Children with certain mental health conditions who have a family situation that meets specific criteria can qualify for Supplemental Security Income and other federal benefits. A study that has been released notes that many children who are likely eligible for these benefits and who fall into the low-income category aren’t getting the benefits.
The report looked at the SSI program. In 2012, payments to children totaled around 20 percent of the total SSI payouts or around $9.9 billion. The study found that many children who have conditions that would make them eligible for SSI benefits don’t receive them.
For example, only 20 to 50 percent of children with autism spectrum disorder who are potentially low-income receive the benefits. Only around 4 percent of children who have been diagnosed with oppositional defiant disorder or conduct disorder who might have been eligible for these benefits received them during 2011 and 2012.

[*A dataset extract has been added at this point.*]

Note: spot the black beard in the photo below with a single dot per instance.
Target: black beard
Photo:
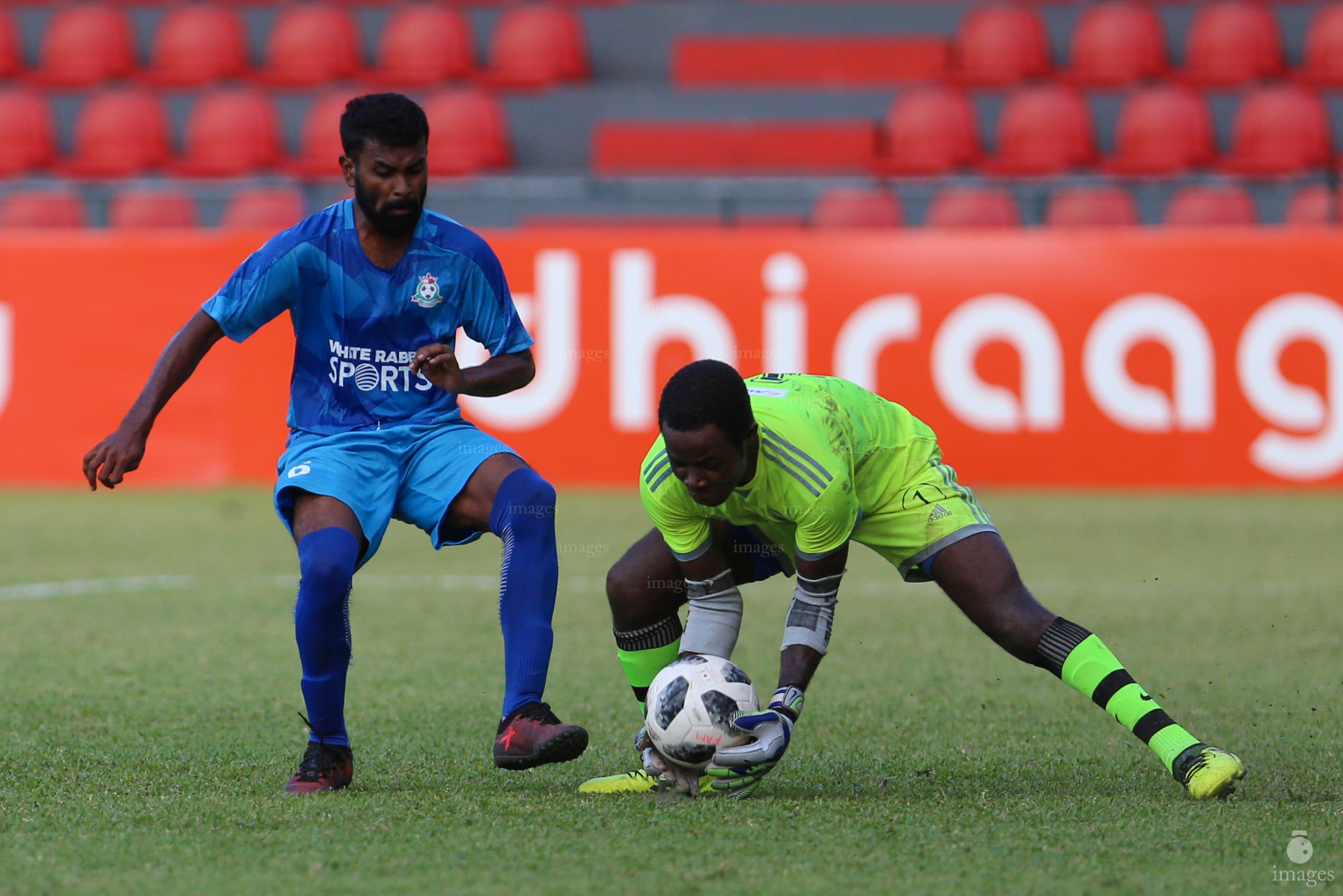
(386, 223)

In 2013, around 1.3 million children received benefits for SSI. Around half of those children were tied to a mental health disorder. The American Academy of Pediatrics has a policy in effect that aims to have pediatricians let patients know about SSI. The policy also calls for pediatricians to help the families apply for benefits.
The financial benefits from SSI can help children who live in poverty to have improved outcomes. This shows how important SSI can be to the families who need the financial help. The SSI funds can help them to cover the additional costs associated with raising a child with a mental health disorder.
Not all children who qualify for benefits will be approved at first. In some cases, you will have to appeal decisions related to SSI. Whether you are completing an initial application or an appeal, it is important for you to understand the entire process so you can learn how to proceed.